Is this really a problem with the Prizes, or with how people react to them? And I’m not sure that a discoverer is forever billed “as an intellectual force in their own right”. Some of them are, for sure, but many are not, and continue on with their work without becoming a national icon. I don’t think Wally Gilbert, for one, has had a “string of lucrative speaking gigs”, and I’m pretty sure he doesn’t want one. Paul Dirac was content to continue to do science and avoid lionization.

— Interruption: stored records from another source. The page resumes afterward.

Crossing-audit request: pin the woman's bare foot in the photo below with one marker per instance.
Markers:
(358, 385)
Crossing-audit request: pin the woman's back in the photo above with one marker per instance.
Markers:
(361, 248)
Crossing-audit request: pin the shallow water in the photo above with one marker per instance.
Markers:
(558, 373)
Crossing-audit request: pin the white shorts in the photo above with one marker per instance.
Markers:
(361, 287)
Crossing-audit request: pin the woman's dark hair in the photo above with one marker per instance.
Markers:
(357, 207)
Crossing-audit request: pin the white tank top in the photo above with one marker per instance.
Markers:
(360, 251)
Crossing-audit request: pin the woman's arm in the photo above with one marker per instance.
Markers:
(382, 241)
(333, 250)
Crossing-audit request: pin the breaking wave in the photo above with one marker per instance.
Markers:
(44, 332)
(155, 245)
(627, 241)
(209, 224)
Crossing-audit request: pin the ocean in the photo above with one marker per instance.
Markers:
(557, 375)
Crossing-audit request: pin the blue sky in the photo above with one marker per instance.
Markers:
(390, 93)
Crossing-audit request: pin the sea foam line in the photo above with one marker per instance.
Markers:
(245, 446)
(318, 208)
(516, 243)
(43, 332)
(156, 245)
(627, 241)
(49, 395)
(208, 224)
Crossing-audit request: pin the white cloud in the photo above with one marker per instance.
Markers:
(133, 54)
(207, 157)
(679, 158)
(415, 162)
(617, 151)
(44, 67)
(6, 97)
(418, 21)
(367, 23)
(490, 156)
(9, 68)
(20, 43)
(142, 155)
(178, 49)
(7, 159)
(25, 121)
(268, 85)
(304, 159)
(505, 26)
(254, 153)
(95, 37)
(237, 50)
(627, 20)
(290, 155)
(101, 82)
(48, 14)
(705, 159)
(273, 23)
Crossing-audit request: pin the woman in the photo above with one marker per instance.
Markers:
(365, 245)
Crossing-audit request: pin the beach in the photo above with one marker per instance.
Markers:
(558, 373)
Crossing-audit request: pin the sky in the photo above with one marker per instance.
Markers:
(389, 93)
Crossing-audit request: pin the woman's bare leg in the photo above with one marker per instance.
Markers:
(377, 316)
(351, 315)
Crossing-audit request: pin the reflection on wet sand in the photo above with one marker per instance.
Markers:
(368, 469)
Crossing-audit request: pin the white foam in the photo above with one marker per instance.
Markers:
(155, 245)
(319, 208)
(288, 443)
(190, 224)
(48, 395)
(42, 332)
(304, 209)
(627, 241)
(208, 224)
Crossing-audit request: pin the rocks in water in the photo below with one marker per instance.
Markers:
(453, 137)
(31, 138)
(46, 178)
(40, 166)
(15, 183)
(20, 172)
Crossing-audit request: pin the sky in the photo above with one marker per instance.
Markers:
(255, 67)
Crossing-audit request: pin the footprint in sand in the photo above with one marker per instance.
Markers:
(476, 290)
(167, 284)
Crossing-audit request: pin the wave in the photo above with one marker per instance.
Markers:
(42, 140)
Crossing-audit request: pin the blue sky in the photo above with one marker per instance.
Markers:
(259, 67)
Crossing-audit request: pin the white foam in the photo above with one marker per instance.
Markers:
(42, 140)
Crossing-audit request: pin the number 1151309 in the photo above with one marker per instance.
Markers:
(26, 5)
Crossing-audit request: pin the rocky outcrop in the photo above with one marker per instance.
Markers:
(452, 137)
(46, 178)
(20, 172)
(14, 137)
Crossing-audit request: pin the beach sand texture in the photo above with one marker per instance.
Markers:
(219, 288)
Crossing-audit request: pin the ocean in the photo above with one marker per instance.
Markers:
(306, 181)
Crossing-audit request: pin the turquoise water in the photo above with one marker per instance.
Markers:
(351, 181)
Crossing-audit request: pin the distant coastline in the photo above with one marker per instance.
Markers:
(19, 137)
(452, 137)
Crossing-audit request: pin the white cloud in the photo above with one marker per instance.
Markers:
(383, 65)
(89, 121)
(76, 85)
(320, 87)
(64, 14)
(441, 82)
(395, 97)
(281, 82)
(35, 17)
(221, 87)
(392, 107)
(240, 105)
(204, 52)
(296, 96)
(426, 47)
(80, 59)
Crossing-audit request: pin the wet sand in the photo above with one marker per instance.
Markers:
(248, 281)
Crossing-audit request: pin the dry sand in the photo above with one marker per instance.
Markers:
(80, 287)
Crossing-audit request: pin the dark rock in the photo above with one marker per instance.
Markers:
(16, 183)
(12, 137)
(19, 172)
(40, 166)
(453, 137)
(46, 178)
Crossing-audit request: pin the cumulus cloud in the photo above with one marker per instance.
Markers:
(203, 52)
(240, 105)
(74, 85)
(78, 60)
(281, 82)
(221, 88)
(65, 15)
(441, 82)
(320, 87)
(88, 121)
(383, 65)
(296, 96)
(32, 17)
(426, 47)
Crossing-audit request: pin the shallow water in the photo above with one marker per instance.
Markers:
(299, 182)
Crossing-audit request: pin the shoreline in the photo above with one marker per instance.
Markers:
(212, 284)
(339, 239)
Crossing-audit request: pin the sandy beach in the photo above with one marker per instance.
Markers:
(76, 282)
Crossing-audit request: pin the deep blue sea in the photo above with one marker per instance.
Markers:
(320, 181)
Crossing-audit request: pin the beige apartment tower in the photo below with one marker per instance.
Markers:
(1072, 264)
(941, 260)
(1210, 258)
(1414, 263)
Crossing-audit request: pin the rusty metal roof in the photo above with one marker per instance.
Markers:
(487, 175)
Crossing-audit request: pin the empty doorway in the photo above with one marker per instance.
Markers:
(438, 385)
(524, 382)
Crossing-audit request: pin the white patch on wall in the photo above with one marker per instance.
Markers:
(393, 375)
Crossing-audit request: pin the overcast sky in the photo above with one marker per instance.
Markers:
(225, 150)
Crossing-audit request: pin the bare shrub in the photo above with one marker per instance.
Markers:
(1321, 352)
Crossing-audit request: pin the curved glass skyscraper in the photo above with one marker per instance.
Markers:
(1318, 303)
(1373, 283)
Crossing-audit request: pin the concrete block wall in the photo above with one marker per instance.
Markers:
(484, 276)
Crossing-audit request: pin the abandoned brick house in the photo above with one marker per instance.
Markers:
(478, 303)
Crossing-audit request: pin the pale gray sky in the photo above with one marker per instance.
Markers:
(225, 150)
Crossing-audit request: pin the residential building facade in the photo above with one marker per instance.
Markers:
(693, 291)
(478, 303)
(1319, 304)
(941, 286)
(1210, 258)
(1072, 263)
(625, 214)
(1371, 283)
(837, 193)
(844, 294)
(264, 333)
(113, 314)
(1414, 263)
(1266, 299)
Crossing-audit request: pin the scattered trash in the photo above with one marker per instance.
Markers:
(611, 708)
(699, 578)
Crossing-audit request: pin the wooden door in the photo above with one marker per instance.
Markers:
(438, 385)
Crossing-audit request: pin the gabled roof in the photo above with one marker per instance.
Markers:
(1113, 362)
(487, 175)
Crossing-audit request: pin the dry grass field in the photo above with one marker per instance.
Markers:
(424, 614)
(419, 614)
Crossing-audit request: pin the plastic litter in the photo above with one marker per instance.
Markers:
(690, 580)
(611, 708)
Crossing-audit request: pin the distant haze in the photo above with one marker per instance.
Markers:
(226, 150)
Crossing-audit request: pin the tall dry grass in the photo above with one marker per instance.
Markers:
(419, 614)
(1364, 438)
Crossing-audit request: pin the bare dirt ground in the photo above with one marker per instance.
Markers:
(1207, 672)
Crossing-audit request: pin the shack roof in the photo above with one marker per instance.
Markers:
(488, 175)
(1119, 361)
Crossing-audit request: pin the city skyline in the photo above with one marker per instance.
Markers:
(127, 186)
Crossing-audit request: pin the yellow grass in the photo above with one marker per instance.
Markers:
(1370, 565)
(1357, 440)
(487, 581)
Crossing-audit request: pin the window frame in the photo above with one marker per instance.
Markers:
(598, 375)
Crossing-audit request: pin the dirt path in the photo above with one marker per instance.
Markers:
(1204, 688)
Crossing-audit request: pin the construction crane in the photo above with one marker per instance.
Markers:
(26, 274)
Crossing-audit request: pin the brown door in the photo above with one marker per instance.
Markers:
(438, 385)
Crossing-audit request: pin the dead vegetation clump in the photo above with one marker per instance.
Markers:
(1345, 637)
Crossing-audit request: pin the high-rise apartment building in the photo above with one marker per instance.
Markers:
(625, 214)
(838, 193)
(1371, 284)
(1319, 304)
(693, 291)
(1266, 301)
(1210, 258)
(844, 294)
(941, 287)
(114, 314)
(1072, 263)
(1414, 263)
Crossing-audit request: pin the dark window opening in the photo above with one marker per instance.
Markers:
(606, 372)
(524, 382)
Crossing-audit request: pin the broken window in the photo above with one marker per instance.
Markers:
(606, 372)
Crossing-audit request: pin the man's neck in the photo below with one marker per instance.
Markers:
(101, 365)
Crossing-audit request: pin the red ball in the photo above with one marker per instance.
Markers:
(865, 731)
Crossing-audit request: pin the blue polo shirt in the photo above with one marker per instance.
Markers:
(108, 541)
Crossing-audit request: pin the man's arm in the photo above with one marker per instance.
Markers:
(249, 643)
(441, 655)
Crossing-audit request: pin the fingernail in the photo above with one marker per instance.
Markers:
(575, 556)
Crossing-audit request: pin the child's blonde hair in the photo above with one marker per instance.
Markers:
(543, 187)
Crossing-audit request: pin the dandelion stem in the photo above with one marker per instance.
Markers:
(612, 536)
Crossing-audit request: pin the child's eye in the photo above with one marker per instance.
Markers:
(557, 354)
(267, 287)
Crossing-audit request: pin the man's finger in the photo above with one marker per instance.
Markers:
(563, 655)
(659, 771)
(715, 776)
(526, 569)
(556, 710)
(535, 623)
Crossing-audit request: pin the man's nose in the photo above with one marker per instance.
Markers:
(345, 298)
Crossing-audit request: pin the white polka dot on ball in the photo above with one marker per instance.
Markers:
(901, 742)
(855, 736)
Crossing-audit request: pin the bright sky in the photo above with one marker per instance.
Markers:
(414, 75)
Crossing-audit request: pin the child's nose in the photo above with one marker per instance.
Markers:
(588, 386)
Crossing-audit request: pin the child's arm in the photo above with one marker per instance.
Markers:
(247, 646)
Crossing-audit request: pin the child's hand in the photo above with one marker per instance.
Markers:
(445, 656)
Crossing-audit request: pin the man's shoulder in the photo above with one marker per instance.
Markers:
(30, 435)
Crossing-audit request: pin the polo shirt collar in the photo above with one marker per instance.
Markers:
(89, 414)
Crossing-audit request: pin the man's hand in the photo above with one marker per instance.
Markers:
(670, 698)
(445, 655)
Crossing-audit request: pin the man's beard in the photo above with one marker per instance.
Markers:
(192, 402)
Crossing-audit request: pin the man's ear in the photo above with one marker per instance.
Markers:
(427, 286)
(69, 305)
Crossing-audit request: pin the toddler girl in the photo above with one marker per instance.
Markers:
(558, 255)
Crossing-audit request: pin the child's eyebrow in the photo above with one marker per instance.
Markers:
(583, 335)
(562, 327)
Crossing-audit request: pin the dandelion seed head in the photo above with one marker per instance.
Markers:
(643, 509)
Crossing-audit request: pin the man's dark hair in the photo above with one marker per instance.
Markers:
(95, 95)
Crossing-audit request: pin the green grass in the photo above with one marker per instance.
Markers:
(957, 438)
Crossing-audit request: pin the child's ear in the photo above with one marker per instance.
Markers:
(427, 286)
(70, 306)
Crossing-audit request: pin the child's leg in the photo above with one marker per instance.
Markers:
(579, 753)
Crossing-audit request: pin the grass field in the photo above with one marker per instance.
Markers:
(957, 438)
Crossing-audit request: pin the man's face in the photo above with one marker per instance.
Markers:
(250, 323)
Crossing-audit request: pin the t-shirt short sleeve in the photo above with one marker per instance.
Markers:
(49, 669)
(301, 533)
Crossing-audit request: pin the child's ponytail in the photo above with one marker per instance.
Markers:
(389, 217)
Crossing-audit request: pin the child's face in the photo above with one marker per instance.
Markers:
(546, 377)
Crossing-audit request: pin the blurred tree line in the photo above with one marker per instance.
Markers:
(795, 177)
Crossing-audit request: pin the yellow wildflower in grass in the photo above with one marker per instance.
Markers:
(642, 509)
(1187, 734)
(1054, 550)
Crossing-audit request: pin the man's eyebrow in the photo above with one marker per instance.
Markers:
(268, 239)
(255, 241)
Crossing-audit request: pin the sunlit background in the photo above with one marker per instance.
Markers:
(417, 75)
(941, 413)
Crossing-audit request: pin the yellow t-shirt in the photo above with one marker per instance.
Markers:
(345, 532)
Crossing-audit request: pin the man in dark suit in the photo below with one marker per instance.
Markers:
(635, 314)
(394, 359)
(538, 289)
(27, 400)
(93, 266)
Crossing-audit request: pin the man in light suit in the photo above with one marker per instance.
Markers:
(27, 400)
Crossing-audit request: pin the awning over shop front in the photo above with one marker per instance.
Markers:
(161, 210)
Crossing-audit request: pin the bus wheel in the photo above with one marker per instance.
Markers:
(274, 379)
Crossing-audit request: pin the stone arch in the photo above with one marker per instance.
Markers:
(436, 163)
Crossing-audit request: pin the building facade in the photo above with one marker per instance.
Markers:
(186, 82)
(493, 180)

An even less serious criticism by Ed is that some Laureates go off the rails after they get their prizes. Yong mentions William Shockley, who became a racist, James Watson, who has espoused racism and sexism, and Kary Mullis, who was a bull-goose looney. But so what? This can happen to anyone who gets an award. We can’t guarantee that Nobel Laureates will be exemplars of morality and dignity for the rest of their lives.
So we have a number of criticisms of science prizes, some of which, I suppose, could apply to Peace, Literature, and Economics Prizes as well. Are these issues so serious that they warrant the elimination of the Nobel awards? Well, we know that’s not going to happen: it’s the only scientific “event” that the whole world notices: a ritual of the fall and winter.
And that’s why, I think, we should keep them, for Nobels educate people about what the big scientific advances have been. How many people knew about gravity waves before the Nobels were awarded? If you’re a science geek, you’ll have known, and a few newspapers (but not many) have a decent science section; but the awarding of the Nobels, with some descriptions of what they were given for, goes a substantial way towards informing the public about new knowledge of the Universe. Doesn’t conveying that information, which goes around the world, outweigh all the ambition, careerism, and hurt feelings within the scientific community at Nobel time? I think so.